Il Medio Oriente senza gli Stati Uniti
Analisi di Antonio Donno
A destra: Joe Biden
L’Amministrazione Biden ha approvato l’operazione militare israeliana a Jenin e dintorni, affermando che Israele ha il diritto di difendersi dagli attacchi terroristici palestinesi che stanno insanguinando il paese da tempo. Come è ormai noto, è l’Iran che sta dietro agli attacchi ai cittadini di Israele, situazione che si sta evolvendo negativamente di giorno in giorno. Il fatto che Washington abbia approvato la reazione militare di Israele, vuol dire forse che la posizione dell’Amministrazione Biden nei confronti di Gerusalemme sta mutando? Che la presenza sempre più massiccia della fornitura iraniana di armi ai terroristi palestinesi sta inducendo gli Stati Uniti a modificare il proprio atteggiamento nei confronti di Israele e a maturare una nuova strategia verso Teheran?
Sono interrogativi troppo audaci per ritenerli veri. Una cosa, però, è certa. L’Autorità Nazionale Palestinese di Abu Mazen è ormai una scatola vuota, incapace di una qualsiasi iniziativa positiva e, per questo motivo, in via di sostituzione da parte delle organizzazioni terroristiche armate dall’Iran, sia a Gaza, sia nella West Bank. Di tutto questo e di ciò che rappresenta nei confronti di Israele e nel quadro sempre incerto del Medio Oriente, è ben consapevole Biden e soci. L’Iran controlla di fatto il Libano, è politicamente radicato in Iraq, è legato al governo sciita del Qatar, e svolge un’intesa azione diplomatica nei confronti dell’Arabia Saudita e, più cautamente, verso i paesi arabi sunniti firmatari degli Accordi di Abramo. È un quadro allarmante per tutto il Medio Oriente. Nonostante la povertà crescente della sua popolazione e il malcontento che attraversa il paese, il regime degli ayatollah investe una grande quantità di denaro nel sostenere militarmente le milizie terroristiche presenti in vari punti della regione, attuando una sorta di catena militare intorno allo Stato di Israele.
Per la verità, sulla questione mediorientale l’Amministrazione Biden sembra bloccata in attesa delle elezioni presidenziali del 2024. Falliti i negoziati di Vienna, gli incontri tra esponenti iraniani e americani, tutti di secondo piano, in Oman non sembra che stiano producendo effetti significativi.

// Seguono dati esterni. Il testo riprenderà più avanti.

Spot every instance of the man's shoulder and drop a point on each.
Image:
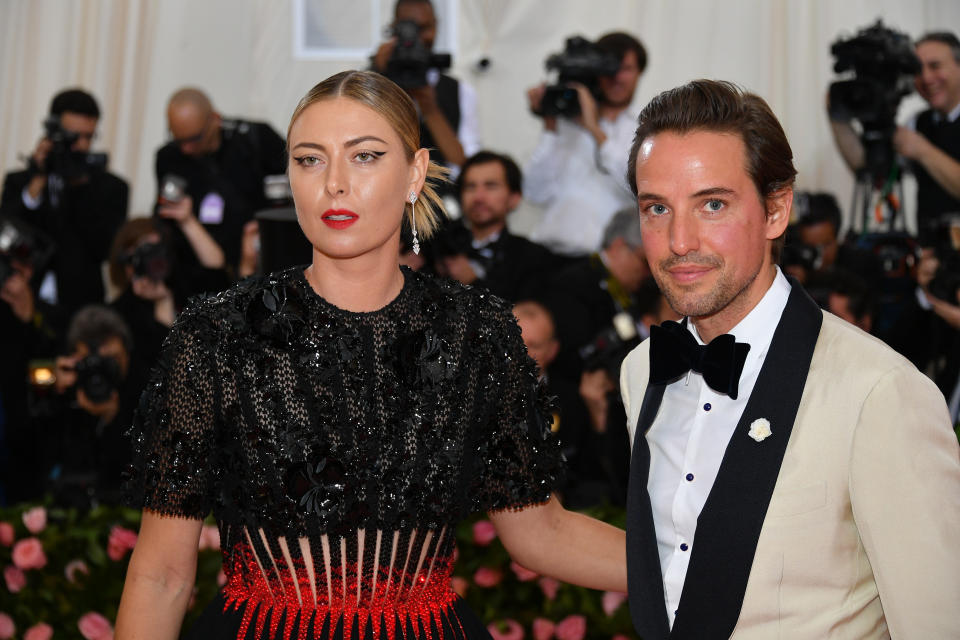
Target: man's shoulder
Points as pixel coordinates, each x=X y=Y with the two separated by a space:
x=846 y=352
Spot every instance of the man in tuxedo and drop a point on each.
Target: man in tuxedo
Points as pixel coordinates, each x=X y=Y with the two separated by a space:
x=479 y=249
x=795 y=477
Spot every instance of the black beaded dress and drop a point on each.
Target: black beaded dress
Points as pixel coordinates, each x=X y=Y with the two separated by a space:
x=338 y=451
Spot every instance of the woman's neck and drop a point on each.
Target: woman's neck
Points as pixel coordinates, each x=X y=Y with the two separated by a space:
x=361 y=284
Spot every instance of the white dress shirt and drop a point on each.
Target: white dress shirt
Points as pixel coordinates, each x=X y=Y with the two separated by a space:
x=689 y=437
x=579 y=185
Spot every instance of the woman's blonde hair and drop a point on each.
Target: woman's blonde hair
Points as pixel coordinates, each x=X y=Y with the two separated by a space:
x=390 y=101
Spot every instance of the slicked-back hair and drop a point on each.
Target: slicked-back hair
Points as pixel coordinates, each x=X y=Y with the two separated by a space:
x=721 y=107
x=377 y=92
x=510 y=169
x=74 y=101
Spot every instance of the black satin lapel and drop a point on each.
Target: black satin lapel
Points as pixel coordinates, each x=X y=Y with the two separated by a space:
x=729 y=525
x=644 y=578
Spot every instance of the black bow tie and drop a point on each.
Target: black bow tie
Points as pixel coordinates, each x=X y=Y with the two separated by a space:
x=674 y=351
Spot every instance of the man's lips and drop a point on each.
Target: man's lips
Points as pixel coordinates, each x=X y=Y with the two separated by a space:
x=339 y=218
x=688 y=273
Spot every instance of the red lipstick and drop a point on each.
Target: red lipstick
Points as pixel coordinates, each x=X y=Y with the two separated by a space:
x=339 y=218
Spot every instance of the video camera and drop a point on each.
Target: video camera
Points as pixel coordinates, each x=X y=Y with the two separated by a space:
x=411 y=58
x=98 y=377
x=611 y=346
x=62 y=160
x=150 y=260
x=883 y=63
x=581 y=61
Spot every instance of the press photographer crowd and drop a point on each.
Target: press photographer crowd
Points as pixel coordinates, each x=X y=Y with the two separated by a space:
x=89 y=288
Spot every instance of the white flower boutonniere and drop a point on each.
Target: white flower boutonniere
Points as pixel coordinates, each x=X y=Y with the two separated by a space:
x=760 y=429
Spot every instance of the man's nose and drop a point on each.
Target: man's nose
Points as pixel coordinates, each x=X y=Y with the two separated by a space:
x=684 y=234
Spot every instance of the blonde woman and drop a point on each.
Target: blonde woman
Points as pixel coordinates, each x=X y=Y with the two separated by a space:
x=340 y=419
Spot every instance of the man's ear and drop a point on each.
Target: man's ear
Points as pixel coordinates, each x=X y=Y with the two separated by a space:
x=779 y=205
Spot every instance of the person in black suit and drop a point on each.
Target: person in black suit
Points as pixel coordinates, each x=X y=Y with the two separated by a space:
x=78 y=207
x=478 y=249
x=210 y=179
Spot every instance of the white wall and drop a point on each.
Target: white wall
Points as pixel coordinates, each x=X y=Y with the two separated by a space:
x=132 y=54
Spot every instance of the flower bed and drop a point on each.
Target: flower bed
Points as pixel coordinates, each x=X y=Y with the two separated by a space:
x=63 y=573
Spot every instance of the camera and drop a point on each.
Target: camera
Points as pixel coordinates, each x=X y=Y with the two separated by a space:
x=150 y=260
x=411 y=58
x=22 y=243
x=883 y=63
x=581 y=61
x=611 y=346
x=98 y=377
x=62 y=160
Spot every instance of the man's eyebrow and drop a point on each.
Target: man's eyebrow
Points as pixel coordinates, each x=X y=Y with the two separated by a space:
x=350 y=143
x=714 y=191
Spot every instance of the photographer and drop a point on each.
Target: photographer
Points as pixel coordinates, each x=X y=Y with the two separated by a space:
x=96 y=396
x=577 y=171
x=67 y=194
x=930 y=140
x=479 y=249
x=448 y=108
x=210 y=179
x=141 y=269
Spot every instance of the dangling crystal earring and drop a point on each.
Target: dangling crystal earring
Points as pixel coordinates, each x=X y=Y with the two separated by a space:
x=413 y=223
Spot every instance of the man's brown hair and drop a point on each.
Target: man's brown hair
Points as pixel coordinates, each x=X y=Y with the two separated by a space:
x=722 y=107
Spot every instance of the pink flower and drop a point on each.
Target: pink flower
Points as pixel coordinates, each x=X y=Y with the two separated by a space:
x=15 y=579
x=572 y=628
x=28 y=554
x=511 y=630
x=210 y=538
x=483 y=532
x=543 y=629
x=120 y=541
x=460 y=585
x=7 y=628
x=35 y=519
x=73 y=567
x=94 y=626
x=6 y=534
x=612 y=601
x=39 y=631
x=549 y=587
x=486 y=577
x=523 y=574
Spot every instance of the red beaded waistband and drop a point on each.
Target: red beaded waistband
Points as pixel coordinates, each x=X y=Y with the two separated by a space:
x=282 y=587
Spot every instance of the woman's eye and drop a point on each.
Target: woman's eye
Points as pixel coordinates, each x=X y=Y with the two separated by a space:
x=307 y=161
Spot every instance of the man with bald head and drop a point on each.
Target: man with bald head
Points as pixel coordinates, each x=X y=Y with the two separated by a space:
x=210 y=181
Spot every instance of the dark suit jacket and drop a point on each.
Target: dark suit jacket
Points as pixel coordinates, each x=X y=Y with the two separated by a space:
x=82 y=229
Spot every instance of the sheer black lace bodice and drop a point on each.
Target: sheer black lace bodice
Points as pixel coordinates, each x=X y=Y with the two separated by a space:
x=337 y=450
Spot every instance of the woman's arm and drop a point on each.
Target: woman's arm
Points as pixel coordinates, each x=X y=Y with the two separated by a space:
x=565 y=545
x=160 y=578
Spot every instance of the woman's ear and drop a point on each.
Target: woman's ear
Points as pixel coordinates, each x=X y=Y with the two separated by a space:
x=418 y=170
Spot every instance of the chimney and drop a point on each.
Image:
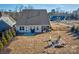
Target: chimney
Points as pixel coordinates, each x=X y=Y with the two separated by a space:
x=0 y=14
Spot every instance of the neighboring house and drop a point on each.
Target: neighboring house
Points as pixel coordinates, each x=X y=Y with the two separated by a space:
x=32 y=21
x=6 y=22
x=59 y=16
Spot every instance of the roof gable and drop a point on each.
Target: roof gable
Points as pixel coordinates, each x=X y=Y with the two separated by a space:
x=33 y=17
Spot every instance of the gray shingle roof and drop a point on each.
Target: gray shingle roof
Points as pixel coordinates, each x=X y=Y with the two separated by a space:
x=33 y=17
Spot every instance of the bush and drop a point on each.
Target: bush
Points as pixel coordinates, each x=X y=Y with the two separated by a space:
x=1 y=45
x=4 y=41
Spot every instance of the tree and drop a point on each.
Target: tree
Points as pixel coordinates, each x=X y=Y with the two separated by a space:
x=4 y=41
x=1 y=45
x=13 y=32
x=10 y=33
x=72 y=29
x=7 y=36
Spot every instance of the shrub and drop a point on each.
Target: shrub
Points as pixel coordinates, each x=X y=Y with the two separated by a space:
x=1 y=45
x=4 y=41
x=10 y=33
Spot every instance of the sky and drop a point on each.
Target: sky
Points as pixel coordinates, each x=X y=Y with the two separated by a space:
x=61 y=7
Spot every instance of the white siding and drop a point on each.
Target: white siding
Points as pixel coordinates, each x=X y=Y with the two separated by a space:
x=27 y=28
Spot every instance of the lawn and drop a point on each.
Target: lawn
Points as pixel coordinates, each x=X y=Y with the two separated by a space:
x=36 y=44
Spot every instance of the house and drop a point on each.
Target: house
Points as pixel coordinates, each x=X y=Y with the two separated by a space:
x=59 y=16
x=6 y=22
x=32 y=21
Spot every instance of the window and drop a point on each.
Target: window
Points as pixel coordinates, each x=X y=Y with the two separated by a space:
x=21 y=28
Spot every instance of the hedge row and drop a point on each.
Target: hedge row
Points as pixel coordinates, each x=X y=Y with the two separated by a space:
x=6 y=37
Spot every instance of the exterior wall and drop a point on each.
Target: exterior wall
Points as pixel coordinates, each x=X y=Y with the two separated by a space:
x=37 y=28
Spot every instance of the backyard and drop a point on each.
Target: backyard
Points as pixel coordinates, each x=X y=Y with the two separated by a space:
x=36 y=44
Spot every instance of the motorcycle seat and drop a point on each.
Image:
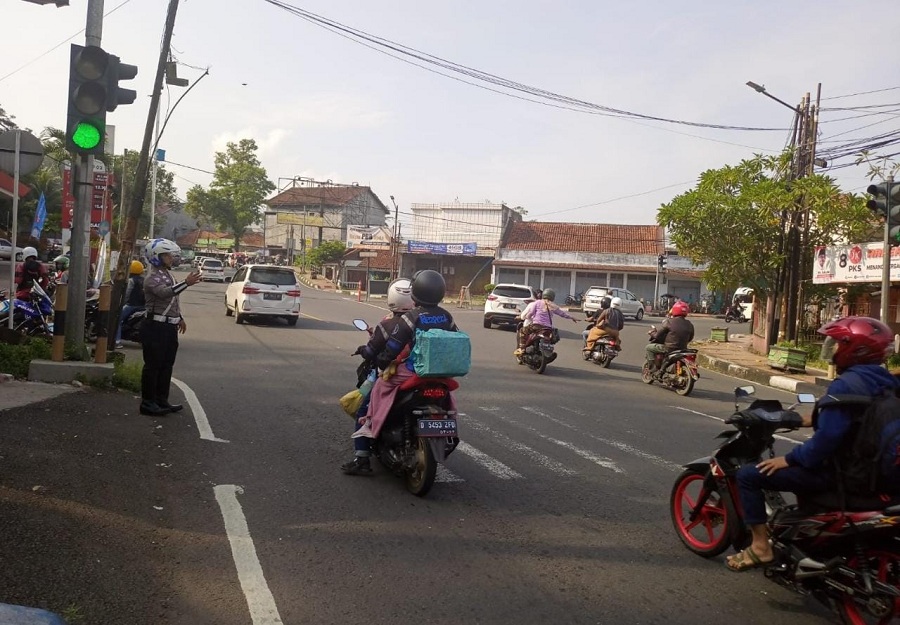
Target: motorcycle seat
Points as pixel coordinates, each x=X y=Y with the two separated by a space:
x=415 y=381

L’Iran mantiene una posizione di attesa – in considerazione dei positivi risultati che ha raggiunto finora nella regione mediorientale – nei confronti della diplomazia americana, che però è incerta e soprattutto sempre più condizionata da una parte del proprio staff e da quella parte del Congresso, politicamente importante, che insiste nel non prendere in considerazione i pericoli che circondano Israele e che provengono da Teheran. La parte che si autodefinisce “progressista”, in qualche modo “socialista”, e che vede in Bernie Sanders e Alexandria Ocasio-Cortez i suoi esponenti più combattivi, condiziona pesantemente le scelte di Biden.
Si tratta degli eredi di Obama, la cui politica internazionale ha progressivamente spostato gli Stati Uniti ai margini delle grandi questioni internazionali, che sono passate, di conseguenza, nelle mani del duo Mosca-Pechino. Il Medio Oriente è, così, divenuto estraneo alla politica di Washington e sempre più un obiettivo di Russia e Cina. Il problema israelo-palestinese, in questo quadro generale, è divenuto uno dei punti-chiave delle posizioni dei “progressisti”, o presunti tali. Riprendendo le concezioni di Obama, essi hanno condannato e continuano a condannare ciò che definiscono “imperialismo americano”, che si è espresso nell’area mediorientale nell’appoggio a Israele e alla sua politica, anch’essa definita “imperialista”, ai danni del popolo palestinese. L’Amministrazione Biden ha fatto propria questa posizione, anche al fine di mantenere compatto lo staff democratico alla Casa Bianca. Per di più, i fatti che hanno caratterizzato la presidenza di Donald Trump e che hanno fortemente coinvolto l’opinione pubblica americana hanno contribuito a rinforzare quella parte “progressista” all’interno dell’Amministrazione Biden, che ha, in questo modo, avuto spazio politico per incanalare i propri obiettivi nell’agenda del presidente americano.
Se Biden dovesse vincere le elezioni presidenziali del 2024, non potrebbe ancora fare a meno del supporto di questa parte dei democratici che finora ha battuto le carte, soprattutto ai danni di Israele. Tutto il Medio Oriente continuerebbe a essere privato dalla presenza politica americana, grazie ai condizionamenti provenienti dall’area dei “progressisti”, o “socialisti”.